Strategy
Merrill's Americas Wealth Head Dan Sontag

Despite company-wide write-downs on Wall Street, and a new competitive force emerging from the independent advisory market, Merrill Lynch doesn’t appear to have lost the swagger that comes with having the world’s largest network of financial advisors. Matthew Smith interviews Merrill head of Wealth Management for the Americas, Dan Sontag.
Despite company-wide write-downs on Wall Street, and a new competitive force emerging from the independent advisory market, Merrill Lynch doesn’t appear to have lost the swagger that comes with having the world’s largest network of financial advisors. Matthew Smith interviews Merrill head of Wealth Management for the Americas, Dan Sontag.
It has been an interesting few months to say the least for the head of a Wall Street financial services business – something Dan Sontag knows well, having been elevated to the role of senior vice president and head of Americas Wealth Management within the Merrill Lynch’s Global Wealth Management group in January this year.
Previously Mr Sontag was responsible for the firm’s network of advisory and private banking offices in the US and Latin America; since January he has taken on responsibility for the broader wealth management business, including investment and insurance products, as well as cross selling products and services into the Global Markets and Investment Banking businesses.
Thoughout his 30-year career at Merrill, Mr Sontag has been involved in one way or another with organising and recruiting financial advisors. When asked to describe the current environment for finding and employing advisor talent, he said: “In a word, I’d describe it as ‘challenging’”.

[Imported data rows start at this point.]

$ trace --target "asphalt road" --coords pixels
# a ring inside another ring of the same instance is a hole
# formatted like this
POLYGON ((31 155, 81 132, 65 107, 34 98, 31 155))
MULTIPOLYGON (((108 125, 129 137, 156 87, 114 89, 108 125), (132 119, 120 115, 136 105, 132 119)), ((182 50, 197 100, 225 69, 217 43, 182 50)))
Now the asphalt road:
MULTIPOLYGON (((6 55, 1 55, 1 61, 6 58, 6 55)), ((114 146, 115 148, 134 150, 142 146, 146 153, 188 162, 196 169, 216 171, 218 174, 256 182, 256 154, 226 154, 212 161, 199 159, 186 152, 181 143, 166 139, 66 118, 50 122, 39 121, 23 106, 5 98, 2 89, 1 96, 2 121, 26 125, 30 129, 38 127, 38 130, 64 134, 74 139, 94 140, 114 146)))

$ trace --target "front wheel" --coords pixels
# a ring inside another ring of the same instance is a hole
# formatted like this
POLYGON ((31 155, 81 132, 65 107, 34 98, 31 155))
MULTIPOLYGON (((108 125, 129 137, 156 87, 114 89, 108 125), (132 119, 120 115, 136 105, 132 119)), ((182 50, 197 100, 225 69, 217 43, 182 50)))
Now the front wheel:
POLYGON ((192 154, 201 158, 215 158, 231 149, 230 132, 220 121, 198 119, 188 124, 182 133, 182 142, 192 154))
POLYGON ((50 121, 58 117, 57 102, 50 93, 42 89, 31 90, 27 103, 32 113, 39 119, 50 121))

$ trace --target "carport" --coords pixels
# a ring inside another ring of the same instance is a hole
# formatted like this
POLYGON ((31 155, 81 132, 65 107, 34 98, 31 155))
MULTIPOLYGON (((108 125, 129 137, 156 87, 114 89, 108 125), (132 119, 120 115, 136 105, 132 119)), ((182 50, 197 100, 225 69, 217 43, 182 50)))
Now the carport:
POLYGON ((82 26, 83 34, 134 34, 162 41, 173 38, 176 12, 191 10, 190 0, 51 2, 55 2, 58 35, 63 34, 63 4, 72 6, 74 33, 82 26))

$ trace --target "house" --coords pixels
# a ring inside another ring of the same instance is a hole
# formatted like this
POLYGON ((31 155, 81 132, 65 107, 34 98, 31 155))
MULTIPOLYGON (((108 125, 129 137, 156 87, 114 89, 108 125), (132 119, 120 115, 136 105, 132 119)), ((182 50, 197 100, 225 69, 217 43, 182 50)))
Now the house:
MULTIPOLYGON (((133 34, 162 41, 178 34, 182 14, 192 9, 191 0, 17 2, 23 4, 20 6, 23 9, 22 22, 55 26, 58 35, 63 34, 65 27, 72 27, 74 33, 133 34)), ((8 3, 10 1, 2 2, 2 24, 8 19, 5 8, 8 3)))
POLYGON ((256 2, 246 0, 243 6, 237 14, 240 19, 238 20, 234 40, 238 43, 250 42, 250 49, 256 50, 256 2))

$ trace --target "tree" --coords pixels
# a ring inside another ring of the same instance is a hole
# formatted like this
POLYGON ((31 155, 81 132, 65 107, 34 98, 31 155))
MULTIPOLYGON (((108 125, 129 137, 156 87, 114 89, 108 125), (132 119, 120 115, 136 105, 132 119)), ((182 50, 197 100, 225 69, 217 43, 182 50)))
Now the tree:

For the last three-years Merrill has maintained an average 4.6 per cent annual growth in the number of financial advisors employed within the 700-odd offices in North and Latin America that make up the giant (close to) 1,700 financial advisor network.
For this calendar year, Mr Sontag says net growth in advisor numbers at the firm will look more like 2-3 per cent, a rate he predicts he’ll need to poach some 400 advisors from competitors’ firms in order to achieve.
“We feel like the second half will be a better environment to grow the wealth management business.”
Much of Mr Sontag’s strategy is currently aimed at protecting Merrill advisors from poachers.
“If you want to think about growing your FA force, the first thing you have to be sure you do is hang onto your best people, otherwise you have to hire one advisor, plus another, to replace the one you lost,” he said. “First thing you are trying to do is you are trying to hang onto your current advisor population.”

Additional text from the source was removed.